Feeding birds in winter isn’t necessarily a good thing and at least one study has shown that birds lay lower numbers of eggs when fed well, perhaps due to an unnatural unbalanced oil-rich diet: https://blog.nature.org/science/2015/01/05/winter-bird-feeding-good-or-bad-for-birds However, there are many studies showing the opposite. But is good winter survival and artificially high populations necessarily a good thing apart from entertaining us and increasing awareness of the natural world. Then there’s the spread of disease at bird feeders as with the greenfinch (grønnfink) in the UK (populations plummeted and bird feeders no doubt contributed to the spread). That birds are discouraged from migrating and stay in the same area year round can also lead to greater exposure to disease. But what about the production of bird food? That happens often in large fields, mostly using conventional BigAg non-organic systems which directly impacts local bird populations by pesticides and habitat loss. Here in Norway, little of the bird feed is grown in-country. For these reasons, I try as far as possible to provide natural food for the birds so that they can find alternatives and I can delay putting out food as long as possible. Home grown apples are put out for the thrushes, I tidy seed heads in spring and nettle seeds loved by finches are allowed to hang all winter. Local grain can also be put out for yellowhammers (gulspurv). In the case of goldfinches (stillits), their main food is burdock (borre) and I have introduced Arctium lappa (greater burdock / storborre) to my garden for them and greenfinches (grønnfink). However, at this time of year they tend to move over to the birdfeeder. Here’s a couple of videos from the weekend of these beautiful birds that once were rare in this part of Norway, but are becoming more common each year. See other goldfinch posts here: https://www.edimentals.com/blog/?s=goldfinch
Nice to wake up to a blackbird (svarttrost)in full song this morning. The first week in April is pretty much always when they start singing here!
A great tit (kjøttmeis) can also be heard. There are at least 3 territories in the garden and surrounding gardens this year. Also this week, curlews (storspove) have started singing in the bay and highlight of the week was a goldfinch (stillits) singing in the garden. It moved around and sang in the 3 different places…sadly, it didn’t return yesterday. It seems that goldfinches have started colonising this area as a breeding bird with single breeding records the last 3 years.

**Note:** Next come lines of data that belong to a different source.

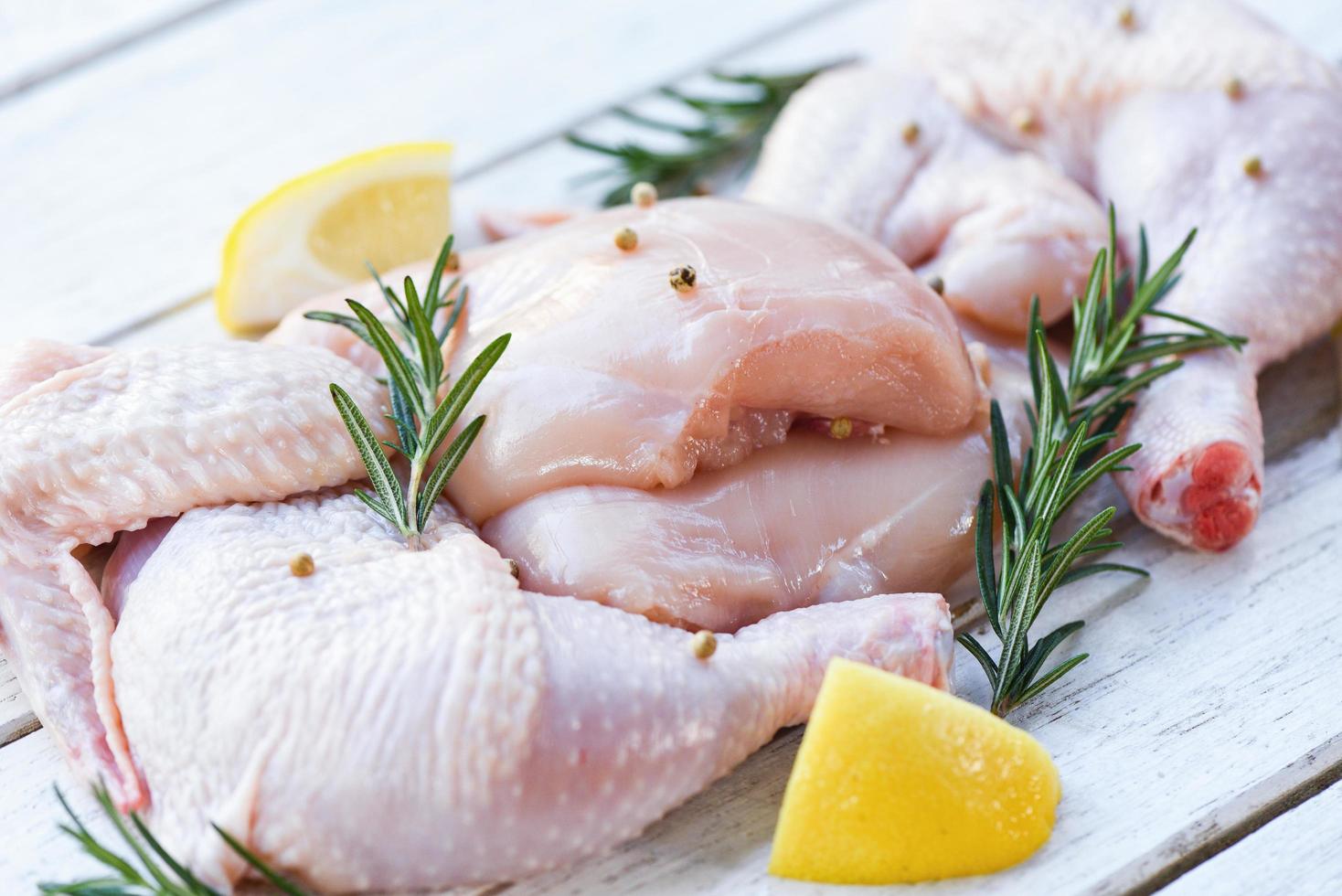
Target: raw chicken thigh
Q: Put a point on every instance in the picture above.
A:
(1193, 112)
(880, 152)
(412, 720)
(812, 520)
(616, 379)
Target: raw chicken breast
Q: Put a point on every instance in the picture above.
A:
(996, 226)
(105, 445)
(410, 720)
(1198, 114)
(811, 520)
(616, 379)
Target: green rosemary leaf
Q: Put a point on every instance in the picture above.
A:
(343, 319)
(1072, 424)
(1054, 675)
(398, 367)
(1144, 256)
(404, 420)
(277, 880)
(426, 342)
(462, 392)
(1014, 645)
(671, 128)
(1071, 549)
(370, 453)
(977, 651)
(447, 465)
(984, 556)
(1092, 569)
(164, 881)
(458, 304)
(1106, 464)
(1220, 338)
(728, 134)
(1134, 384)
(1040, 652)
(177, 868)
(378, 507)
(415, 377)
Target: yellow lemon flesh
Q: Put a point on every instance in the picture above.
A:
(898, 783)
(387, 207)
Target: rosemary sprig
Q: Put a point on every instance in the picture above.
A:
(1072, 427)
(149, 870)
(729, 134)
(415, 377)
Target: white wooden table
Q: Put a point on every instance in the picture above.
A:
(1201, 744)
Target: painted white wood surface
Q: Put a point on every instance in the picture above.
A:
(121, 180)
(1295, 853)
(1203, 684)
(43, 37)
(1201, 698)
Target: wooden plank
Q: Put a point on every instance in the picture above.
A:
(16, 717)
(40, 40)
(1204, 687)
(128, 172)
(749, 818)
(35, 849)
(1296, 853)
(1181, 671)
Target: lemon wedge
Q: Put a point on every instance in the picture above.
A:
(898, 783)
(387, 207)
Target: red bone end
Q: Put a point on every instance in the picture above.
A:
(1221, 502)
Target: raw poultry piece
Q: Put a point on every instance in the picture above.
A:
(1185, 112)
(814, 519)
(615, 377)
(412, 720)
(109, 440)
(882, 152)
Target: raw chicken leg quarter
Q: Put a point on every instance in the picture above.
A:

I grow burdock (borre) in the garden both as a vegetable but also for the birds. Goldfinches / stillits (still relatively rare in my area) eat almost exclusively the seeds of this plant in winter. This year I cut down a few of the plants and placed them in a large pot of earth right in front of the kitchen window…and 4 birds discovered it today. How they avoid the burrs attaching to them is a mystery….
Some of the seed burrs had fallen to the ground in a storm a week ago. This video starts with siskins feeding next to the window on birch seeds:
Sitting at my desk this morning I noticed the winter’s first goldfinch (stillits) sitting having a scratch in a tree in the garden (first video)….and the rest of the flock of more than 10 birds were feeding on burdock (borre) in the garden. The first ever large flocks of goldfinches started overwintering in my area in my garden in 2003 and have been a regular feature ever since, attracted to seed of burdock which I’ve been growing as vegetables in the garden for many years! Nowadays this bird has established itself in the lowlands around the Trondheimsfjord! This is another reason why winter is the most beautiful time of year here, despite the loss of direct sunshine for several weeks!